Читать книгу Тени нашего прошлого. История семьи Милтон - Сара Блейк - Страница 10
Затворница
Глава восьмая
Оглавление«Привлекательная компания», – подумала жена портового инспектора, выглядывая из дверей конторы одним ранним июньским утром, когда на общественном причале в Рокленде, штат Мэн, появились Милтоны и Хотоны – они прибыли ночным поездом из Нью-Йорка. Мужчины вскинули на плечи дорожные сумки и зашагали по сходням к яхте, оставив жен размяться после долгой ночной поездки. Две женщины были совсем разными: высокая и маленькая, стройная и пухлая, светловолосая и брюнетка. Миссис Уинслоу обратила внимание на широкие брюки с высокой талией, как из модных журналов, и решила, что низенькая похожа на пирата, а ее подруга – на королеву пиратов.

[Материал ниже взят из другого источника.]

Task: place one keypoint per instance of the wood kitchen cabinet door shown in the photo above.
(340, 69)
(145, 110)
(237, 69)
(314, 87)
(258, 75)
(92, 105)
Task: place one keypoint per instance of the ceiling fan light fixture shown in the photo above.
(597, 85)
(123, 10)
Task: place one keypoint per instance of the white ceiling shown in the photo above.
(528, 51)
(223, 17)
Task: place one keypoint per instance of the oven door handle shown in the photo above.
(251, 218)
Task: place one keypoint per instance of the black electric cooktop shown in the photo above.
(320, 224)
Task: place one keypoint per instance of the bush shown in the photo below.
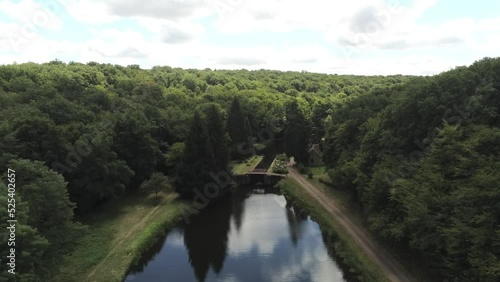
(303, 169)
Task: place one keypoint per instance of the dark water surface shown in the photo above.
(251, 236)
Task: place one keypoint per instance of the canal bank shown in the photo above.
(119, 233)
(345, 248)
(358, 248)
(255, 234)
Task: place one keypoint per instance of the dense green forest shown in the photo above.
(421, 155)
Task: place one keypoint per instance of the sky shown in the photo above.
(369, 37)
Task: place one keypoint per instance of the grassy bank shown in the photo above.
(243, 167)
(344, 247)
(118, 235)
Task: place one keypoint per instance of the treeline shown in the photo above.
(423, 162)
(79, 135)
(419, 154)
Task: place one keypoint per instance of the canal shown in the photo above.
(252, 235)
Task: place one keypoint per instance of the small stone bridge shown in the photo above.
(259, 177)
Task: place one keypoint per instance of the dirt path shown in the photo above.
(392, 270)
(124, 239)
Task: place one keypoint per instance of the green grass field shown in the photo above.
(344, 247)
(118, 235)
(243, 167)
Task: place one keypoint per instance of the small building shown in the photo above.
(315, 156)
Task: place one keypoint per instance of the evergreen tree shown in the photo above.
(198, 159)
(217, 137)
(236, 123)
(296, 133)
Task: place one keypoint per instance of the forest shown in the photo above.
(420, 155)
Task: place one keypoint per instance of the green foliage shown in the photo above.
(417, 154)
(296, 134)
(156, 183)
(422, 162)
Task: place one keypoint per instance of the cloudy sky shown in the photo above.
(346, 37)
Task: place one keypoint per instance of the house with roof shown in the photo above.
(315, 156)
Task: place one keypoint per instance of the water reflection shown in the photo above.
(251, 236)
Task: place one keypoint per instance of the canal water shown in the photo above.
(251, 236)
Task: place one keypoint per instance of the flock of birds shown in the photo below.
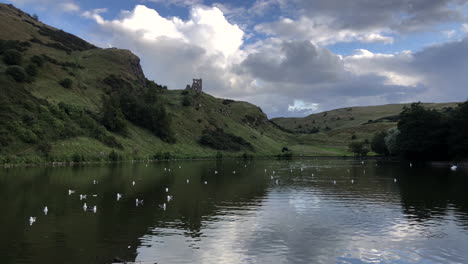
(138, 202)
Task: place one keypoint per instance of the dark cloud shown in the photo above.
(399, 15)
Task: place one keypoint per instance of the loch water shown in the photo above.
(235, 211)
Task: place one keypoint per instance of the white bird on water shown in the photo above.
(138, 202)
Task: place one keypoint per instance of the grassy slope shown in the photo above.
(187, 122)
(343, 124)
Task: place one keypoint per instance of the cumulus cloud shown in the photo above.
(320, 30)
(288, 75)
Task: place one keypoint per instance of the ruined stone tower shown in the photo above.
(196, 85)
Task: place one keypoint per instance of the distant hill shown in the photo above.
(64, 99)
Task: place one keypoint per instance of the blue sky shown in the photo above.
(290, 57)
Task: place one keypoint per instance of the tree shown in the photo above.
(378, 143)
(391, 141)
(423, 133)
(457, 139)
(12, 57)
(359, 148)
(66, 83)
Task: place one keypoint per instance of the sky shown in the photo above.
(290, 57)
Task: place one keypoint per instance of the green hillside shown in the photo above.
(63, 99)
(74, 101)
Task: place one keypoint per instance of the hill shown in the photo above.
(64, 99)
(337, 128)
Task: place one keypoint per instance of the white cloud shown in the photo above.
(304, 107)
(465, 28)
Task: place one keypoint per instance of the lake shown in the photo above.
(262, 211)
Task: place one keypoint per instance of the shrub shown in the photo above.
(378, 143)
(218, 139)
(17, 72)
(31, 70)
(114, 156)
(66, 83)
(359, 148)
(186, 101)
(12, 57)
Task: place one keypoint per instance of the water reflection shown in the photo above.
(307, 211)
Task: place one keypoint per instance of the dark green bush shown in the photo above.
(17, 72)
(38, 60)
(31, 70)
(66, 83)
(12, 57)
(218, 139)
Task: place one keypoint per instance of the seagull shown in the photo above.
(138, 202)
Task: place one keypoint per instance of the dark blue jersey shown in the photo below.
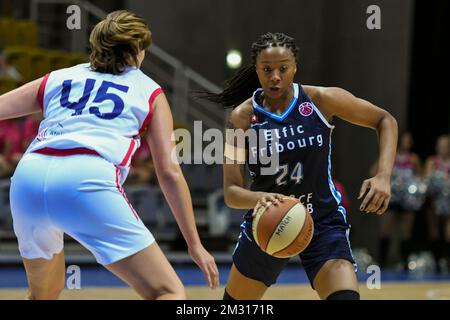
(301, 137)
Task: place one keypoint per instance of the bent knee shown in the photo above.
(51, 293)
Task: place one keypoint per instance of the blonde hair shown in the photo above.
(117, 40)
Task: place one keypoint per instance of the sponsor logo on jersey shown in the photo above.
(306, 109)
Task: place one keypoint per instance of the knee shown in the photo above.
(344, 295)
(50, 293)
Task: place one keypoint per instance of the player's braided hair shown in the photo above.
(245, 81)
(117, 40)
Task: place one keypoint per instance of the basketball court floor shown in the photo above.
(97, 283)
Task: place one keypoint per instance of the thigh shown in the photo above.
(252, 262)
(335, 275)
(330, 242)
(406, 224)
(240, 287)
(90, 205)
(46, 278)
(148, 272)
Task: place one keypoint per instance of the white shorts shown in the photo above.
(79, 195)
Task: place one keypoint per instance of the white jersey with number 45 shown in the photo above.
(96, 111)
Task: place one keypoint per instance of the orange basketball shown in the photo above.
(285, 230)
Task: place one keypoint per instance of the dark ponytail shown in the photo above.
(237, 89)
(245, 81)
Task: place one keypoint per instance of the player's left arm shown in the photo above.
(341, 103)
(21, 101)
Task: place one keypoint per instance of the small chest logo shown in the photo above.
(306, 109)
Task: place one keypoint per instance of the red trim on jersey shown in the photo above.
(119, 187)
(129, 153)
(42, 91)
(151, 110)
(66, 152)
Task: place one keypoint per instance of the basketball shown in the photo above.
(285, 230)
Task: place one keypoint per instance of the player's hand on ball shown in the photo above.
(378, 194)
(268, 199)
(206, 263)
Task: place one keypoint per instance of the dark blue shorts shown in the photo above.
(330, 241)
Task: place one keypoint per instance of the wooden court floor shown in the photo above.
(391, 291)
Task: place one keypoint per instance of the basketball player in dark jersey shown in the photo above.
(295, 121)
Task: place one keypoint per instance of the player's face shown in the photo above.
(276, 68)
(140, 57)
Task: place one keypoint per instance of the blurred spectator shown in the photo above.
(437, 172)
(9, 71)
(142, 170)
(341, 189)
(406, 200)
(10, 147)
(30, 128)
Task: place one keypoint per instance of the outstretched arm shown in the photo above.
(21, 101)
(175, 188)
(341, 103)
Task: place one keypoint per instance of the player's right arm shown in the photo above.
(20, 102)
(236, 195)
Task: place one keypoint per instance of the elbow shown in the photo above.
(169, 175)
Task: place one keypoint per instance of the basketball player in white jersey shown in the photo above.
(70, 178)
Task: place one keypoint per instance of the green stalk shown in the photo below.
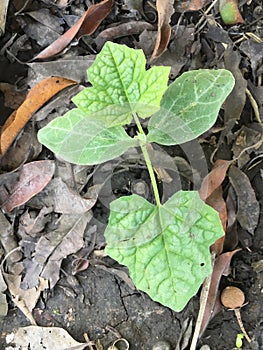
(147, 160)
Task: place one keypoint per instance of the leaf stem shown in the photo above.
(148, 162)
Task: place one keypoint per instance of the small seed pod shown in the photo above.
(161, 345)
(232, 297)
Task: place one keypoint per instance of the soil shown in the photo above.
(99, 300)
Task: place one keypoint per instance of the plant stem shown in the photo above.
(148, 161)
(203, 302)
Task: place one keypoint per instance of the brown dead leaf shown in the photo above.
(123, 29)
(53, 247)
(165, 10)
(216, 201)
(67, 201)
(36, 98)
(44, 338)
(86, 25)
(214, 179)
(13, 98)
(248, 206)
(193, 5)
(229, 12)
(235, 102)
(220, 268)
(25, 300)
(33, 178)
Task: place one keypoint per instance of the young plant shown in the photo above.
(164, 245)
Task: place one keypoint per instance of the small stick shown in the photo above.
(239, 320)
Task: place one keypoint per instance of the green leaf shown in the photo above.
(122, 86)
(166, 248)
(81, 140)
(190, 106)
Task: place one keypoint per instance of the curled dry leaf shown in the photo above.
(86, 25)
(216, 201)
(36, 98)
(123, 29)
(214, 179)
(3, 12)
(221, 267)
(193, 5)
(248, 206)
(165, 10)
(33, 178)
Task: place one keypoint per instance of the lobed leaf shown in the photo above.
(190, 106)
(166, 248)
(81, 140)
(122, 86)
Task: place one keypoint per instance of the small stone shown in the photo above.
(232, 297)
(161, 345)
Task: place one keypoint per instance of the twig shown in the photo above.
(254, 106)
(203, 301)
(239, 320)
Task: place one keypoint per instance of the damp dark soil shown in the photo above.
(101, 300)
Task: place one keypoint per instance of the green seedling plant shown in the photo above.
(164, 245)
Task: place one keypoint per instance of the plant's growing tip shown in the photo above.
(164, 245)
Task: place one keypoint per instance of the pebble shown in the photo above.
(161, 345)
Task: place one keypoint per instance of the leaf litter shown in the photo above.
(217, 44)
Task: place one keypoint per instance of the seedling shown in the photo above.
(164, 245)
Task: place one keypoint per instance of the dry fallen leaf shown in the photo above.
(67, 201)
(25, 300)
(33, 178)
(214, 179)
(86, 25)
(220, 268)
(216, 201)
(248, 206)
(165, 10)
(36, 98)
(229, 12)
(3, 12)
(235, 102)
(40, 338)
(53, 247)
(193, 5)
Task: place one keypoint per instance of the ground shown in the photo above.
(89, 292)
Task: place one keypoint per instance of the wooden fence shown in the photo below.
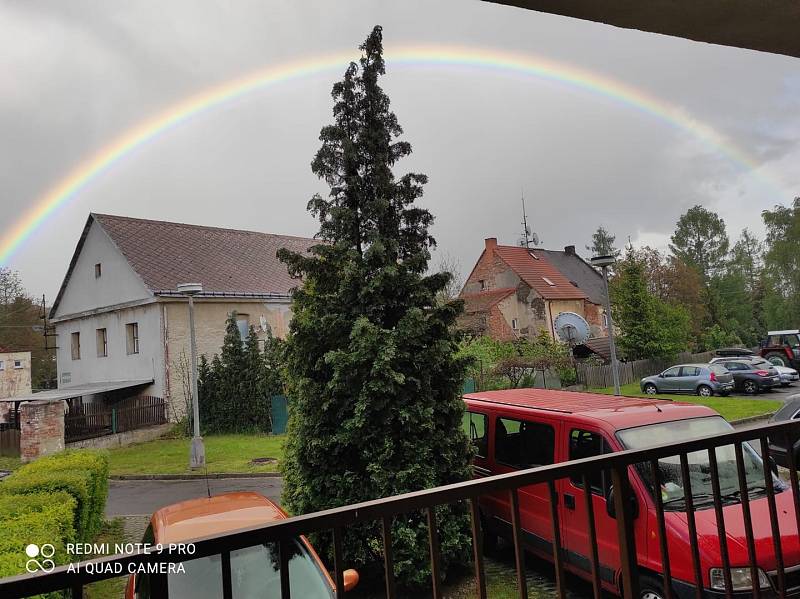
(632, 372)
(97, 419)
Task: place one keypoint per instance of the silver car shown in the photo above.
(701, 379)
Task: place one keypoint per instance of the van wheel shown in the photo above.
(704, 391)
(650, 588)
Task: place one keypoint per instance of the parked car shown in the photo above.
(782, 348)
(751, 374)
(701, 379)
(788, 375)
(255, 571)
(523, 428)
(779, 448)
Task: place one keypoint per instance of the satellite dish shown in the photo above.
(571, 328)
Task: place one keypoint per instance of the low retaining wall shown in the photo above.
(140, 435)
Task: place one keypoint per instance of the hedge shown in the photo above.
(38, 518)
(82, 474)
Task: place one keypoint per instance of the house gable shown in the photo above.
(88, 286)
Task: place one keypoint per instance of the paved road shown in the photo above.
(130, 497)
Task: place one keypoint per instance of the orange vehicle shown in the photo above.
(255, 571)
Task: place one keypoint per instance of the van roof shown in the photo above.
(622, 411)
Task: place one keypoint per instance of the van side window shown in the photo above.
(523, 444)
(587, 444)
(476, 427)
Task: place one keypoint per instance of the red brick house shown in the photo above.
(515, 292)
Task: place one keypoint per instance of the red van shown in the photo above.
(524, 428)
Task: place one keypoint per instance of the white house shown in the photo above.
(121, 325)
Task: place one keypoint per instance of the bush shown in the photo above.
(36, 518)
(81, 474)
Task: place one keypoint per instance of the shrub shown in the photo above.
(38, 518)
(81, 474)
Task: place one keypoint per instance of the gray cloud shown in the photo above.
(77, 74)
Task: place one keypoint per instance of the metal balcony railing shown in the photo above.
(383, 511)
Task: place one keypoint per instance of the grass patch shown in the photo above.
(730, 408)
(9, 463)
(111, 532)
(224, 454)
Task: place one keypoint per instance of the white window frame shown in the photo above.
(132, 338)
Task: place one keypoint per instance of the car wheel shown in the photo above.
(705, 391)
(651, 588)
(777, 359)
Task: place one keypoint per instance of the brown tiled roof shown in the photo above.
(484, 300)
(532, 270)
(228, 261)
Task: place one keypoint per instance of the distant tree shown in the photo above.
(782, 265)
(371, 371)
(603, 244)
(650, 327)
(701, 241)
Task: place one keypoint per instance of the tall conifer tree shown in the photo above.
(373, 378)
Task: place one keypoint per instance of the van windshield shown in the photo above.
(672, 493)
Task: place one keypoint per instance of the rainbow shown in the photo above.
(526, 65)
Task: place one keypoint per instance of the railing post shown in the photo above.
(625, 536)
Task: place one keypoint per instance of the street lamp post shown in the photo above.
(604, 262)
(197, 455)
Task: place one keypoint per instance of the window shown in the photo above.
(243, 323)
(75, 346)
(475, 425)
(132, 338)
(102, 343)
(522, 444)
(587, 444)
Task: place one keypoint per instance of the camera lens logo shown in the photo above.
(45, 553)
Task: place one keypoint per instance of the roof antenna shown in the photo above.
(527, 238)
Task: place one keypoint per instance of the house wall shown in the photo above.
(117, 365)
(15, 381)
(117, 284)
(493, 271)
(210, 317)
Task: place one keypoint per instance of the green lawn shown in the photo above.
(224, 453)
(730, 408)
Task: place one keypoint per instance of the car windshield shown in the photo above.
(672, 493)
(255, 574)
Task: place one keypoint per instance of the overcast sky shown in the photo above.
(74, 75)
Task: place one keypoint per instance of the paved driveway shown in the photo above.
(137, 497)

Королева окинула взглядом ясное небо и крытую дранкой билетную кассу парома, затем посмотрела на причал, где стояла пришвартованная «Шейла», сверкая бронзовыми поручнями на деревянной палубе; на корме развевался американский флаг. Все заполнял запах моря.
– Бог знает, что там такое. – Китти покачала головой, глядя на Присс; та вопросительно приподнимала парусиновую сумку, доверху набитую и застегнутую на молнию. – Наверное, еда. Пусть Данк ее возьмет.
Присс кивнула и поставила сумку на землю.
– В любом случае тебе нельзя поднимать тяжести, – сухо заметила Китти. – В твоем положении.
– Мне нравится это время, – призналась Присс, опускаясь в старый шезлонг, – хотя я жирею, как свинья.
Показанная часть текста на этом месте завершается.